Looking at this in a list is no problem. Looking at it drawn visually is even better. Sat at the GUI or Console looking at ports and MAC addresses trying to work out the architecture is Engineer Hell. Don’t do it: step away from the laptop, close your eyes, take a deep breath, then turn to face the whiteboard…

I’m a simple guy, so to help me make sense of the UCS basics I drew up this little diagram that helps me understand traffic from a VM (ping command) to the network-at-large. This is a simplification, of course, but it’s a start on top of which I would draw more complex configurations like server profiles using vNICs..

One thing that immediately strikes me is how more complex the logical diagram is compared to the physical. That’s because the logical shows (some of) the virtualization which is taking the burden of the complexity away from the physical – physical is now much, much more simple. In the (bad) old days, the alternative would have been true with the logical would have been simpler than the physical (one-to-one mapping between OS and hardware), which would have push the complexity to physical in a Spaghetti Junction of blades, cards, ports and cables.

So it seems we have swapped on piece of complexity (physical) for another (virtual/logical). THAT’S FANTASTIC NEWS!

If the complexity is logical, and remember you can make UCS really simple by not exploiting the virtualization (why?!), then it is so much easier to manage: click, drag, CLI – all logical human-computer interactions from the comfort of your office/home instead of time in the cold, remote, lonely, noisy data center. Even better – the less people moving cables in the data center = less mistakes = less outages = higher availability AS LONG AS you use good process and Role Based Access Controls (RBAC) on your now-mostly-logical operations.
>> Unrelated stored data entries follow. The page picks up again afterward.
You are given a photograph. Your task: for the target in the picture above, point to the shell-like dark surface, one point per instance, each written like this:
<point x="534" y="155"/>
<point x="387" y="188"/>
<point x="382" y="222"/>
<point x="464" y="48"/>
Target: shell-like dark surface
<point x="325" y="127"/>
If you leave everything open as default, then you might as well unlock the doors of your data center and put “Come in and toy with me” on your production systems.
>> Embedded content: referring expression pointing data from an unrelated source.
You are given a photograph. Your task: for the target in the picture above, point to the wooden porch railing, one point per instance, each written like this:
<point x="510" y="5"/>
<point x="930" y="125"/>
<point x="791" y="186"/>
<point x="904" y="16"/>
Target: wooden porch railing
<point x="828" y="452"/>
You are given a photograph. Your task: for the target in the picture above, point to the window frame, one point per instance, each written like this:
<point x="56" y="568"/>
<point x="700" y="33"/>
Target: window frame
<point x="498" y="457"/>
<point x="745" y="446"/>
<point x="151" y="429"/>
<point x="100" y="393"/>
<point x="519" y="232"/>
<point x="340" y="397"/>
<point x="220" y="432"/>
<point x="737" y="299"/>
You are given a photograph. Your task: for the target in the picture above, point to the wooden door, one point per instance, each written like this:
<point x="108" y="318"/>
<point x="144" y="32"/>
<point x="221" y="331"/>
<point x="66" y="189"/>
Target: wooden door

But most important of all (and if you know anything about me, you can probably guess what’s coming next), because it is logical it lends itself to efficient, effective and well governed operations – if used right! If the managed configuration (ie. the bits the engineers manipulate) is logical, it can be manipulated in a repeatable, predictable manner by removing repetitive human manual labour with aggregated, automated procedures. An example: the reconfigure/deployment of blades in UCS using server profiles… it’s all there in XML: replay that codified XML config to the UCSM in the Fabric Interconnect in production, and you have a much higher chance of success (because you are repeating a successful change on a known entity – unless your production system is a victim of poor change/governance – don’t go there!).
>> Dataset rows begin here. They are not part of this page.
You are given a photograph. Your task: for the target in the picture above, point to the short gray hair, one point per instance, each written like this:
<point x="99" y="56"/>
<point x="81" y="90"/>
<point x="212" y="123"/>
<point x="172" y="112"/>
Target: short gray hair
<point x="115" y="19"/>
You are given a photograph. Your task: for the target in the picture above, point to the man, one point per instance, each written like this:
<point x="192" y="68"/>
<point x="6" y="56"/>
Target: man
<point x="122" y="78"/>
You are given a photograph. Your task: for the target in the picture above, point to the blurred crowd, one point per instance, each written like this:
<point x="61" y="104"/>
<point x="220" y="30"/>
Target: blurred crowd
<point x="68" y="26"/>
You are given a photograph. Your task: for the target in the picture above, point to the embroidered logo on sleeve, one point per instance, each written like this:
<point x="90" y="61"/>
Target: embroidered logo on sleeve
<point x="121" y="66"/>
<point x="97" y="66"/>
So, the moral of the story is this: pick up your pen and stand at the whiteboard with your VMware, EMC and Cisco colleagues and really understand how each component interacts, and how that affects the total system (e.g. how would a vSwitch team of IP-Hash work with vNICs and Pinning in the UCS?). Work it out on the board and on paper, do paper test runs, then when you finally get to the console, please start simple with the most simple configuration (no virtualization) and get used to it. Then build up the (logical) complexity – remember, “wire once and walk away” is the tagline for UCS and it’s true. Plug it in, and walk out of the data center: everything else can be done via UCSM. Let me repeat one piece of advice again: (a) understand each component’s interaction, but (b) understand the behavior of the total system. <– an example is, if you use UCS pinning, what is the impact on virtual switches?

And if you get it wrong, which we all do in the pursuit of knowledge and the best system, you can start again (because it’s logical). I’m going to work out some more pictures and post them this week. I’m loving UCS already, and it’s only been two days. GAME ON!